6 Small Ways You Can Score Big With Customers
Grow Your Business, Not Your Inbox
Small courtesies can lead to big sales. We live in a fast-paced, often impersonal era, but you can give yourself an advantage over your competitors with extraordinary service.
Several years ago, my husband and I decided to install an alarm system in our home. I interviewed three reputable companies. My decision to go with one company over another was largely based on my interaction with their sales representative, Edward.
It wasn’t one particular thing. Instead, it was a combination of many small, important factors. Edward quickly responded to my call, presented himself in a professional manner, shook my hand, intelligently answered my questions and looked me in the eye. He made me feel as if I were his only customer. This level of service used to be customary. Now, it’s a rarity.
It’s much easier to retain current clients than it is to find new business. A dissatisfied customer can cost your business more than revenue — it can damage your reputation.
The following are simple yet powerful business principles that will help you win relationships and earn repeat business.
1. Keep your word. Your credibility is dependent on your ability to keep your promises. It’s important to be upfront with your customers. If you can’t complete a task on time, notify everyone involved in the project immediately. Keep employees and partners informed of client requests or changes to the project’s scope. If you forewarn a client of a potential roadblock, he will be much more likely to be forgiving. No one likes a surprise, especially the day a project is due to be completed. Simply put, under-promise and over-deliver.
2. Be honest. Be truthful in every aspect of your business. Your credibility can be severely damaged if you intentionally lie, misstate or misrepresent yourself or your products and services. Clients in highly competitive industries, especially those whose product development requires a long lead time, require your discretion. Never share confidential information and betray someone’s trust. Instead, foster a reputation for honesty with customers.

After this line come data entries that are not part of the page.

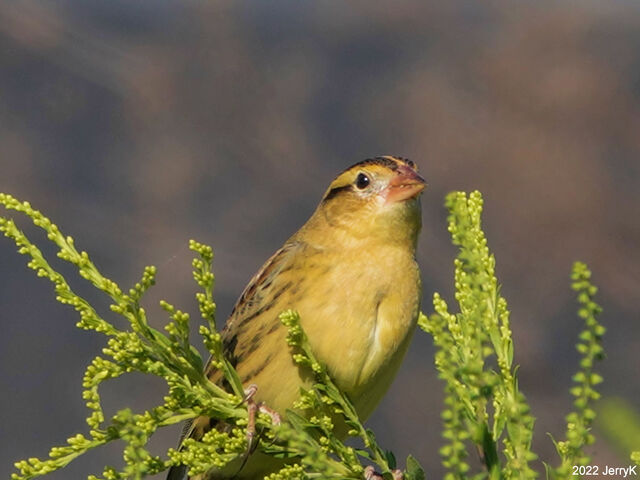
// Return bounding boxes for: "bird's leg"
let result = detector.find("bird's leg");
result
[364,465,404,480]
[258,402,282,425]
[244,383,282,454]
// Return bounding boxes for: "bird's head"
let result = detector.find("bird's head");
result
[302,156,426,248]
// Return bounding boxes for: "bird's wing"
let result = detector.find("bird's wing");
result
[219,242,305,368]
[167,242,304,480]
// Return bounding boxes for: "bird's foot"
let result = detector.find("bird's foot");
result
[244,383,282,453]
[364,465,404,480]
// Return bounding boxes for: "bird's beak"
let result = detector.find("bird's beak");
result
[385,165,427,203]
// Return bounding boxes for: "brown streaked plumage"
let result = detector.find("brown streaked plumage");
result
[168,156,425,480]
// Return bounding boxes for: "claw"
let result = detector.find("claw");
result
[364,465,404,480]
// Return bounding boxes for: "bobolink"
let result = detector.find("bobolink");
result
[168,156,425,480]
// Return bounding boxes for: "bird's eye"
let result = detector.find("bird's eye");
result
[356,173,370,190]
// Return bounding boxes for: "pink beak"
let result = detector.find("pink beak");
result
[385,165,427,203]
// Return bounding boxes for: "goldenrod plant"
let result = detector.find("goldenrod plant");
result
[0,192,640,480]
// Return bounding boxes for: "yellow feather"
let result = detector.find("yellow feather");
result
[169,157,424,480]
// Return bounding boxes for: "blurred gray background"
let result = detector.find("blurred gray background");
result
[0,0,640,479]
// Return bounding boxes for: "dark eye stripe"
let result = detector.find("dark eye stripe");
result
[322,184,351,202]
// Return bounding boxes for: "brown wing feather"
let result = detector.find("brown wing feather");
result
[167,242,303,480]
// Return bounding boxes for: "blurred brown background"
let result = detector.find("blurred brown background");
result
[0,0,640,479]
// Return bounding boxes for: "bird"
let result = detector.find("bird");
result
[167,155,426,480]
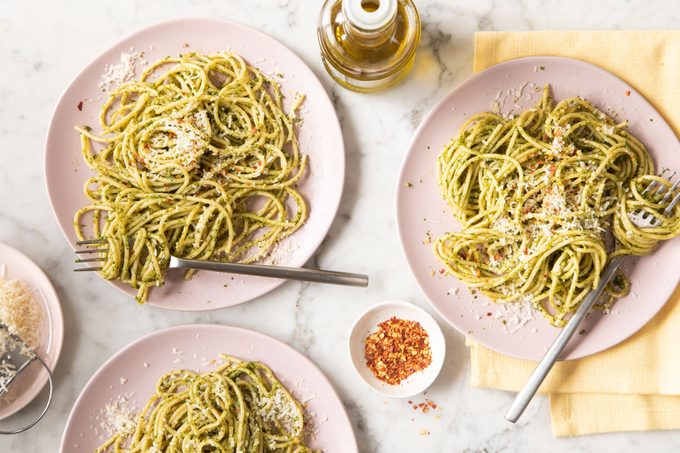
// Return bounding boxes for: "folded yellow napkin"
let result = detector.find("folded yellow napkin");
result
[469,31,680,436]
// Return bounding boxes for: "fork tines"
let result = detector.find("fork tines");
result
[76,238,107,245]
[73,238,109,272]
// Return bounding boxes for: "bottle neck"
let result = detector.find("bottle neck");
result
[342,0,397,47]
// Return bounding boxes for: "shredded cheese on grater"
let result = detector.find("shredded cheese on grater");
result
[0,272,43,355]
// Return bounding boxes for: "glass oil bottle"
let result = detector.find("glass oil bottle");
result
[317,0,420,92]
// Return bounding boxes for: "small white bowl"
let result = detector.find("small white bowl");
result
[349,301,446,398]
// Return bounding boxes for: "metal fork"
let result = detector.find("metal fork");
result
[73,239,368,287]
[505,169,680,423]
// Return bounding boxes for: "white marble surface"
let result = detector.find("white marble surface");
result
[0,0,680,452]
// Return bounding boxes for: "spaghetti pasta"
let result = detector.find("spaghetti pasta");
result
[434,87,680,326]
[74,53,307,303]
[96,356,312,453]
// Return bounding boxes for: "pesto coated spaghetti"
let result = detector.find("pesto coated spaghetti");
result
[435,87,680,326]
[74,53,307,303]
[96,356,312,453]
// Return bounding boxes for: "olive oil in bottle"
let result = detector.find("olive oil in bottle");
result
[317,0,420,92]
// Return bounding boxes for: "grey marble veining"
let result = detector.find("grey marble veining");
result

3. Show up on time. Punctuality is a reflection of your overall organization. If you are consistently late, your clients may begin to wonder if you’re the right person for the job. Aim to arrive early. It gives you time to use the restroom, compose yourself and check in with the receptionist before an important meeting. Give yourself extra time to account for traffic delays, parking challenges or unfavorable weather. If you are going to be late, call ahead and let your client know when you expect to arrive. Be generous with your estimate; you don’t want to have to call again.
4. Acknowledge mistakes. Everyone makes mistakes. Generally, clients will be flexible if you quickly acknowledge the error, apologize and work to rectify the situation. Never try to cover up or ignore your or your company’s involvement in the problem. Don’t make excuses or blame others. Instead, take responsibility. Focus on the solution, learn from the mistake and move forward.
5. Handle conflicts gracefully. Disagreements and personality conflicts are part of doing business. If a client, partner or employee tests your patience, questions your authority or criticizes your work, don’t react with hostility. Strong leaders remain calm in even the most trying circumstances. Even if you are boiling inside, don’t let others see it. Maintain a calm disposition and stay on topic. If you must concede, do so with grace.
6. Don’t burn bridges. Entrepreneurs, for the most part, are extremely passionate individuals. Your business is your baby. You’ve dedicated years of your life to build a successful, thriving organization. When you or your business is threatened, your first reaction may be an emotional one. As Warren Buffett once said, “It takes twenty years to build a reputation and five minutes to ruin it.” If you need a few minutes to cool down, walk away and return to the conversation or email later. You never know what the future holds. Today’s foe could be tomorrow’s ally.